Nous sommes obligés de réussir. D'avoir une gestion plus agressive. » Car
l'aventure est loin d'être terminée. « Nous avons encore un très gros potentiel
de développement. Nous voulons attaquer l'Allemagne..., construire sur les cinq
à huit ans qui viennent le groupe leader en Europe, avec une taille de l'ordre
de 2 MdF. Aujourd'hui, le groupe est encore petit et n'a pas atteint la
profitabilité que l'on souhaite. » Et si c'était à refaire ? « Je ne donnerais
pas forcément le conseil de partir de zéro, comme nous l'avons fait. Nous avons
perdu beaucoup de temps, connu des galères... Peut-être vaut-il mieux avoir
deux-trois ans d'expérience pour avoir une meilleure vision. » Des regrets ? «
Je n'aime pas tellement regarder en arrière. Je suis plus tourné vers le futur.

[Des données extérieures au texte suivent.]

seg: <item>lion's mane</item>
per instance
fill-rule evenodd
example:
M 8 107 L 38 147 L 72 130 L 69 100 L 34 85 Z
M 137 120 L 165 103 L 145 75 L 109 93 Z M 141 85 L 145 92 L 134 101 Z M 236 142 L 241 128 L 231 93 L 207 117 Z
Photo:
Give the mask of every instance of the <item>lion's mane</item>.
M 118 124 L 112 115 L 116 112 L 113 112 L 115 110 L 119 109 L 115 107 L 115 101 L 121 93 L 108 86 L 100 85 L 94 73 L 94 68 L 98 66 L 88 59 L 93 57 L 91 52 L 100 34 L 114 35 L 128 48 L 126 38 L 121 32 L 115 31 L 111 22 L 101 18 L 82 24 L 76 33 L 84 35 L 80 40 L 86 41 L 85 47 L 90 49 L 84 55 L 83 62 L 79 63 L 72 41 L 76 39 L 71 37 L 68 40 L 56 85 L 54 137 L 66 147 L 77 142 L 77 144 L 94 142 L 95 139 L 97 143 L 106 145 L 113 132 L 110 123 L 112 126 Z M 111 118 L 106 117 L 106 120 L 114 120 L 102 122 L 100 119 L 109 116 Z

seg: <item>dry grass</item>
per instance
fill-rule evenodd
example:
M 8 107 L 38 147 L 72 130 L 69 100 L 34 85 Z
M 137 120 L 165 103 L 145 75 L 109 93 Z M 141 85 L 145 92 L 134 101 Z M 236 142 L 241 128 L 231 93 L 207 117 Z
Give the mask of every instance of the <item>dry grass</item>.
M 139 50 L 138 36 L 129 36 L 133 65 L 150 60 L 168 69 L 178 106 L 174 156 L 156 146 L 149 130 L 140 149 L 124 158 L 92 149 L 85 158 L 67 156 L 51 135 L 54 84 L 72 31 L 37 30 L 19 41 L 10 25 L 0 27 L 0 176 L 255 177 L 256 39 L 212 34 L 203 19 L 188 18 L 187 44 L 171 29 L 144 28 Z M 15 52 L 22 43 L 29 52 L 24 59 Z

Je crois que dans ma vie personnelle, je n'ai pas commis trop d'erreurs. Au
niveau professionnel, nous en avons fait des tas, nous avons racheté des
sociétés trop cher ou mauvaises... Mais au final, il y a quand même beaucoup
plus de positif que de négatif. » Sylvain Forestier avouera quand même un
regret : « J'aurais beaucoup aimé faire Sup Aéro. » Car sa grande passion, et
il suffit de regarder son bureau, dont un des murs est décoré d'une superbe
hélice, pour s'en convaincre, c'est l'aviation. « Dès que j'ai pu, en 84, j'ai
piloté. J'aime bien ce milieu où il faut être super actif, car l'on est
toujours en train de décider quelque chose. On y rencontre aussi souvent des
entrepreneurs, et des gens assez caractériels. » Caractériel Sylvain Forestier
? « Non, je dois me mettre en colère une fois par an... Je suis souvent de
mauvaise humeur, mais ce n'est pas pareil », dit-il. Dans un grand sourire.
Parcours
41 ans, marié, trois enfants (2, 5 et 9 ans). Essec 84. 85 : création, avec Jean-François Lanièce et Vincent Roure de SAVE, agence spécialisée dans les clubs. 86 : création de Directement, agence de MD, qui deviendra filiale de CLM-BBDO. 96 : création de Groupe D!, devenu D interactive en 2000. Président de CroissancePlus, association réunissant des entreprises de croissance, depuis janvier 2000. Passionné d'aviation.